Freeman flew into a rage. “You mean to suspect me——” he cried.
“I suspect you of nothing,” said Freyberger; “if I did I would take you into custody. You have been simply imposed upon. That cheque of Anthony Gyde’s is genuine. This is what has happened. A person whom you took for Sir Anthony Gyde entered your shop yesterday morning. He had in his pocket a stolen cheque of Sir Anthony’s.
“He asked you to cash a cheque; you consented, and lent him your pen. He took a cheque book from his pocket, and wrote or pretended to write out a cheque for ten pounds. He never gave you that cheque; by a sleight of hand, simple enough, he gave you the genuine cheque, and you cashed it.”
“But why,” said the manager, “did he go to all this trouble? Why did he not simply walk into Mr er—Freeman’s place of business and say, ‘I have a cheque of mine here for ten pounds, will you cash it for me?’”
“I suspect,” said Freyberger, “that he wished to confuse the police. He wished to make us believe that Sir Anthony Gyde was alive and well at ten-twenty a.m. yesterday morning. The fact that he wrote that cheque at ten o’clock yesterday morning would, I confess, have helped to shake a certain theory that I have concerning the case.”
“But surely,” said the manager, “Sir Anthony is alive. It is a dreadful business, but I gather, from the papers, that he is alive and being searched for.”
“That is as may be,” said Freyberger. Then, suddenly, “Hullo! hullo! what’s this?”
He seized the cheque from the table. “It only shows how limited our powers of perception are, and how, in fixing one’s eyes upon one part of a thing, one loses sight of another. To-day is the eighth of the month. What day of the month was yesterday, Mr Freeman?”
“The seventh,” said Freeman, in a sulky tone.
“And this cheque is dated the sixth.”
It was so. In considering the signature they had overlooked the fact that the cheque was anti-dated.
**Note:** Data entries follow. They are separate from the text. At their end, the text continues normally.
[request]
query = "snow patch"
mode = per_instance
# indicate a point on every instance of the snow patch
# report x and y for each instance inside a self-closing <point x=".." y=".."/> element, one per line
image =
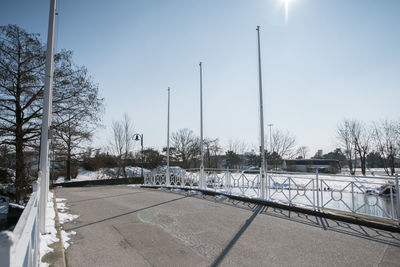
<point x="50" y="236"/>
<point x="194" y="192"/>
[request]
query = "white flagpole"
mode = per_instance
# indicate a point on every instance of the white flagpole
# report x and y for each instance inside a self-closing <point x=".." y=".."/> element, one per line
<point x="264" y="162"/>
<point x="46" y="119"/>
<point x="202" y="183"/>
<point x="168" y="182"/>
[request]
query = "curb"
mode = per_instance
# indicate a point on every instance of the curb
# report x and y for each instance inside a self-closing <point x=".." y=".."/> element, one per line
<point x="340" y="216"/>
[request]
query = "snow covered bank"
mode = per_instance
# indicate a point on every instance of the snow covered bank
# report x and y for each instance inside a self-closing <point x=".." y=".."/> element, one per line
<point x="50" y="237"/>
<point x="104" y="173"/>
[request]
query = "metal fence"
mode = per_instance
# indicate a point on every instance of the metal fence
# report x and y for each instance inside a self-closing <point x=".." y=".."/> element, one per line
<point x="21" y="247"/>
<point x="368" y="195"/>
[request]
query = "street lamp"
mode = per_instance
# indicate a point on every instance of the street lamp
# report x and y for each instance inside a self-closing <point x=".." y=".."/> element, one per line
<point x="138" y="137"/>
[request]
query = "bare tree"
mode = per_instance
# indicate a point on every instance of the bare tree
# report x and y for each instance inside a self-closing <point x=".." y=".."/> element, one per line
<point x="361" y="135"/>
<point x="387" y="141"/>
<point x="77" y="108"/>
<point x="122" y="141"/>
<point x="21" y="87"/>
<point x="211" y="149"/>
<point x="302" y="151"/>
<point x="237" y="146"/>
<point x="186" y="146"/>
<point x="345" y="137"/>
<point x="283" y="143"/>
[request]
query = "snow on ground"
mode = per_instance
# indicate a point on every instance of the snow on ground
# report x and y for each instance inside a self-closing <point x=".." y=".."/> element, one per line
<point x="51" y="232"/>
<point x="3" y="207"/>
<point x="104" y="173"/>
<point x="63" y="217"/>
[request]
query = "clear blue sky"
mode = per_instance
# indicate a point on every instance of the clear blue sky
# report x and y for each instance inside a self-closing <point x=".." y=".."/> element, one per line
<point x="334" y="59"/>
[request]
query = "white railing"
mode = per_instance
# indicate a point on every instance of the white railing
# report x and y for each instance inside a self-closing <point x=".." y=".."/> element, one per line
<point x="367" y="195"/>
<point x="21" y="247"/>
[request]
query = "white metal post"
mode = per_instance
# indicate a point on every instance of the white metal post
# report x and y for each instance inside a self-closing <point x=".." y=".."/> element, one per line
<point x="6" y="241"/>
<point x="317" y="183"/>
<point x="398" y="197"/>
<point x="264" y="162"/>
<point x="202" y="183"/>
<point x="46" y="119"/>
<point x="167" y="177"/>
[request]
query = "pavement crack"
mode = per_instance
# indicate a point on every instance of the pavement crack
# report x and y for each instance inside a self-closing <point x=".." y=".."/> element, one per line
<point x="383" y="255"/>
<point x="131" y="245"/>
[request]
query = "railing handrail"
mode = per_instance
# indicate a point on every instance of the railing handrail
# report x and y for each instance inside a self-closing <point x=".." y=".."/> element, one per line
<point x="21" y="247"/>
<point x="279" y="188"/>
<point x="301" y="173"/>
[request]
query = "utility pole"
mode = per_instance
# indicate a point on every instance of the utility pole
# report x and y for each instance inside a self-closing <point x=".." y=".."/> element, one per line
<point x="202" y="183"/>
<point x="46" y="119"/>
<point x="264" y="162"/>
<point x="168" y="182"/>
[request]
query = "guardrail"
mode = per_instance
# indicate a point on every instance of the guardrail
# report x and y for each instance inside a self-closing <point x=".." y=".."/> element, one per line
<point x="21" y="247"/>
<point x="367" y="195"/>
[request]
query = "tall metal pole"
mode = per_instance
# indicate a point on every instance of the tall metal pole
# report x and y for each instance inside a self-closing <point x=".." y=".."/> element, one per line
<point x="141" y="139"/>
<point x="202" y="183"/>
<point x="264" y="161"/>
<point x="46" y="120"/>
<point x="167" y="177"/>
<point x="270" y="137"/>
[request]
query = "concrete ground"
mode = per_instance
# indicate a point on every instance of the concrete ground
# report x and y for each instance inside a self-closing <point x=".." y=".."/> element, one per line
<point x="130" y="226"/>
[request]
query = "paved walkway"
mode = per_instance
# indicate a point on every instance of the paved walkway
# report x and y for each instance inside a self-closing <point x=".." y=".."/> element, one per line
<point x="130" y="226"/>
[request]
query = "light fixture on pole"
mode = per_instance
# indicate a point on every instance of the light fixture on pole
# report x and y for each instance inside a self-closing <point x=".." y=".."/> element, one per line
<point x="202" y="183"/>
<point x="263" y="161"/>
<point x="138" y="137"/>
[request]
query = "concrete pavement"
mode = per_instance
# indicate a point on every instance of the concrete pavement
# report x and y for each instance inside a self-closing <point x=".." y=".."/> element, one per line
<point x="130" y="226"/>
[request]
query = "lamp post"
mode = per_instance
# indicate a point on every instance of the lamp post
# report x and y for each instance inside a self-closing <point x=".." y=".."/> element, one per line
<point x="138" y="137"/>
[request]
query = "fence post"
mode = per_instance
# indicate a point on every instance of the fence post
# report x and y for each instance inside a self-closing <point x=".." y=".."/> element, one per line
<point x="227" y="180"/>
<point x="398" y="197"/>
<point x="316" y="179"/>
<point x="6" y="241"/>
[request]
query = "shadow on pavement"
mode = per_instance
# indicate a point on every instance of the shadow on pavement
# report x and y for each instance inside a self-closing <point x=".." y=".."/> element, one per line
<point x="376" y="235"/>
<point x="119" y="195"/>
<point x="124" y="214"/>
<point x="230" y="245"/>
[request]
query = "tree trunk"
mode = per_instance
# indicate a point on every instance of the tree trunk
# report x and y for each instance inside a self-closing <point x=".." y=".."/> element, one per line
<point x="20" y="176"/>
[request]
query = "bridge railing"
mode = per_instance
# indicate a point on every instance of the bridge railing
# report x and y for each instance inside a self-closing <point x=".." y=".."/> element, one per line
<point x="368" y="195"/>
<point x="21" y="246"/>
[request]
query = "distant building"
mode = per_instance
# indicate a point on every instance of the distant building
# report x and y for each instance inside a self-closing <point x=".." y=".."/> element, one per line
<point x="311" y="165"/>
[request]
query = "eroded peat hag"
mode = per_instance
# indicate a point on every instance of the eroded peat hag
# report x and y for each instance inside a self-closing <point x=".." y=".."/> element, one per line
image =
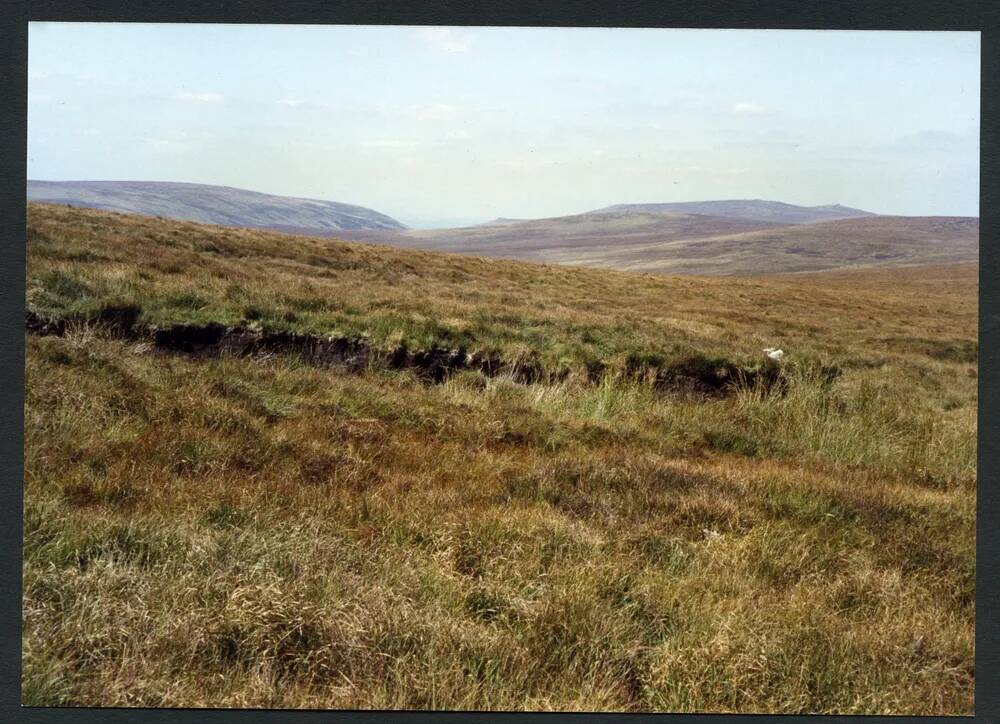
<point x="690" y="375"/>
<point x="265" y="470"/>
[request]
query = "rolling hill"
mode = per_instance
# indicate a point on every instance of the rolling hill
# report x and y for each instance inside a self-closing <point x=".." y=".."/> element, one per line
<point x="206" y="204"/>
<point x="757" y="209"/>
<point x="686" y="243"/>
<point x="243" y="488"/>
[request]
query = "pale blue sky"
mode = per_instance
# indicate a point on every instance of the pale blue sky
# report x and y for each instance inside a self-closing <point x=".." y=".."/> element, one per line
<point x="440" y="126"/>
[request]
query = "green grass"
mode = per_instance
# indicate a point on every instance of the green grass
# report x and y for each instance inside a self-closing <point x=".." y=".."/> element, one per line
<point x="260" y="532"/>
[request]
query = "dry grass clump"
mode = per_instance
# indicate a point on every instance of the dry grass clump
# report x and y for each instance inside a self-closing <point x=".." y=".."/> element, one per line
<point x="265" y="533"/>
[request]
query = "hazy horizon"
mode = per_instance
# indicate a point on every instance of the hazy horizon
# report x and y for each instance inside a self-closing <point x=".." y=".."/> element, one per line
<point x="451" y="126"/>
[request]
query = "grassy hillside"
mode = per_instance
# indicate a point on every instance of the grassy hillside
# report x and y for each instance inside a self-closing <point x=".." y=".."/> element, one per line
<point x="260" y="530"/>
<point x="635" y="239"/>
<point x="210" y="204"/>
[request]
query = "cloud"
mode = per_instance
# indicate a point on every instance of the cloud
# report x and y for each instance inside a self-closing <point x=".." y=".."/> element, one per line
<point x="446" y="40"/>
<point x="387" y="143"/>
<point x="432" y="112"/>
<point x="189" y="97"/>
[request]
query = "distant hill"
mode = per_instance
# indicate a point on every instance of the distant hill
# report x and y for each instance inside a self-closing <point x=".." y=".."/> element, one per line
<point x="212" y="205"/>
<point x="683" y="243"/>
<point x="539" y="239"/>
<point x="866" y="242"/>
<point x="757" y="209"/>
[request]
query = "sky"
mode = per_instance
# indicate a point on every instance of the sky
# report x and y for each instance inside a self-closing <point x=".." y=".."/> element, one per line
<point x="448" y="126"/>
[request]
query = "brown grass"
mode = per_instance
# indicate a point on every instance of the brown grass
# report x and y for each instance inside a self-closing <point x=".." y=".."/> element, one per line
<point x="262" y="532"/>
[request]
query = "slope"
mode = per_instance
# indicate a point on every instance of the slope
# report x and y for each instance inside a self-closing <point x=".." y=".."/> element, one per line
<point x="210" y="204"/>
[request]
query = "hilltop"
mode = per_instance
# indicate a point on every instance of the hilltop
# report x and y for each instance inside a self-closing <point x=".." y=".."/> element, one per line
<point x="211" y="205"/>
<point x="280" y="471"/>
<point x="758" y="209"/>
<point x="679" y="242"/>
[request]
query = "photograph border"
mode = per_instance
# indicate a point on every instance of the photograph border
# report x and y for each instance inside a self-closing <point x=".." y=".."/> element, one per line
<point x="787" y="14"/>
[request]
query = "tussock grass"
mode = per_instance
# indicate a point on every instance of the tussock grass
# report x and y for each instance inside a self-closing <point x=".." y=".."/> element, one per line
<point x="265" y="533"/>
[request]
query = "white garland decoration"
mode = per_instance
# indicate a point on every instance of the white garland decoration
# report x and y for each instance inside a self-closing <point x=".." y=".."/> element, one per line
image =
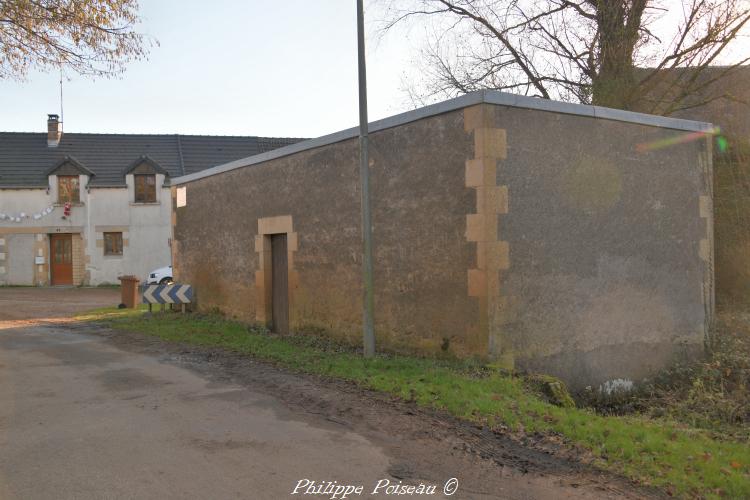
<point x="23" y="215"/>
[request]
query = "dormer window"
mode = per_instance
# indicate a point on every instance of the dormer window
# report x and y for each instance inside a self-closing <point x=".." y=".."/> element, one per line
<point x="68" y="189"/>
<point x="66" y="177"/>
<point x="145" y="179"/>
<point x="145" y="188"/>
“I think,” said Freyberger, “that this fact confirms my suspicion that the cheque was not written yesterday in Messrs Smith and Wilkinson’s shop.”
“You may be right,” said Freeman, “but I will swear that the person who gave me that cheque was Sir Anthony Gyde.”
“Ah, Mr Freeman,” said Freyberger, in a bitter tone of voice, “if you had only examined that cheque properly, if you had only said to yourself, ‘This could not possibly have been written with my stylograph,’ if you had only jumped across the counter and seized Sir Anthony Gyde, as you call him, you would have helped Justice a long way down a difficult road. But you are a tradesman, suspicious towards the needy, unsuspicious towards the rich. Well, no matter—we will require your evidence at the proper time. Meanwhile, I will impound this cheque, giving the bank a receipt for it.”
He did this.
“If you will apply to our cashier,” said the manager to Freeman, “you will receive the amount due on the cheque, as it is in order, and we have absolute belief in your integrity in the matter, and the cheque has not been stopped by the only person capable of stopping it, Sir Anthony Gyde.”